The roles work together and alongside the Department of Health to provide advice and expertise to guide and contribute to a range of whole of mental health workforce reforms, including lived experience workforce initiatives.
The roles are supported by a network of Victorian consumer and family-carer representatives through participation registers at VMIAC and Tandem.
The VMIAC and Tandem workforce reform lived experience leads are currently supporting the Mental Health and Wellbeing Division with projects associated with the implementation of the Mental Health and Wellbeing Workforce Strategy, including:
- Design of specifications and assessment of applications for a number of scholarships, graduate, and transition programs
- Contribute to the development of the Workforce Strategy, Capability Framework and outcme statements and workforce planning
- Lived Experience workforce leadership, training and professional development.
The Royal Commission highlighted the value and expertise of lived experience workforces. It recommended a series of reforms to expand the consumer and family carer lived experience workforces across all levels of the system.
PANEL PRESENTATION: Mental Health Workforce Reform - Opportunities for allied health disciplines
The Royal Commission into Victoria's Mental Health System handed down its final report in March 2021. This report called for substantial reform to the mental health system and identified that the mental health and wellbeing workforce must be at the heart of this reform.
This workforce needs to be diverse and multidisciplinary and must offer consumers, families, carers and supporters a range of interventions that suit their needs and preferences.
Occupational therapists, social workers and psychologists play an important role in delivering Victoria's mental health services, however, these disciplines have not been afforded the opportunity to work to the full scope of their practice.

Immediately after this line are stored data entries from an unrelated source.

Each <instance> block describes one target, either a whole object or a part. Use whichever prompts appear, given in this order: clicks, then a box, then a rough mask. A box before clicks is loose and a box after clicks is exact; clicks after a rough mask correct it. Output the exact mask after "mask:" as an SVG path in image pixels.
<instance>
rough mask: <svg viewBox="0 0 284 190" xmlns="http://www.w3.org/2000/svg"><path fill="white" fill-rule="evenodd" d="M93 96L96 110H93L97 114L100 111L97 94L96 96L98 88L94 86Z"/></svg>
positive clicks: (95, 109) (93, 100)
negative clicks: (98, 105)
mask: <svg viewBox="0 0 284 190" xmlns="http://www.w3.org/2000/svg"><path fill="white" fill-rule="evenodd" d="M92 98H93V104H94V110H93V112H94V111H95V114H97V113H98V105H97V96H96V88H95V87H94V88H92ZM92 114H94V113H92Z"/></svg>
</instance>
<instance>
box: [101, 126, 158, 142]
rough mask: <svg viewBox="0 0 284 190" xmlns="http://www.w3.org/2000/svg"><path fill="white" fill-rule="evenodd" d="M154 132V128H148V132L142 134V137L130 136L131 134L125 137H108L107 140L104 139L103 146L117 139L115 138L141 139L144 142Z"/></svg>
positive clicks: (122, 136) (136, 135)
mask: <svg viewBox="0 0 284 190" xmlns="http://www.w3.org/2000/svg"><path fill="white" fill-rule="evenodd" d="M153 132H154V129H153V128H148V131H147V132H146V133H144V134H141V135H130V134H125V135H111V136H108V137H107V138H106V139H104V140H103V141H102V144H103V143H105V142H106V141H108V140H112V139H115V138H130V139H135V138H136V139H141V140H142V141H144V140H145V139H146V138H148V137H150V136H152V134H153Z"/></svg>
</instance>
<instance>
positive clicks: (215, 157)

Additionally, opportunities for other allied health clinicians, such as speech pathologists, clinical pharmacists and art therapists, to build their skills in a mental health context have been extremely limited.
The Workforce Growth Team has a range of initiatives currently underway to address these issues. This includes the following measures for allied health clinicians: substantially increasing the number of early career positions; expanding career options within the sector; developing a sector wide shared understanding of best practice in clinical education; and expanding opportunities for a wider range of allied health disciplines.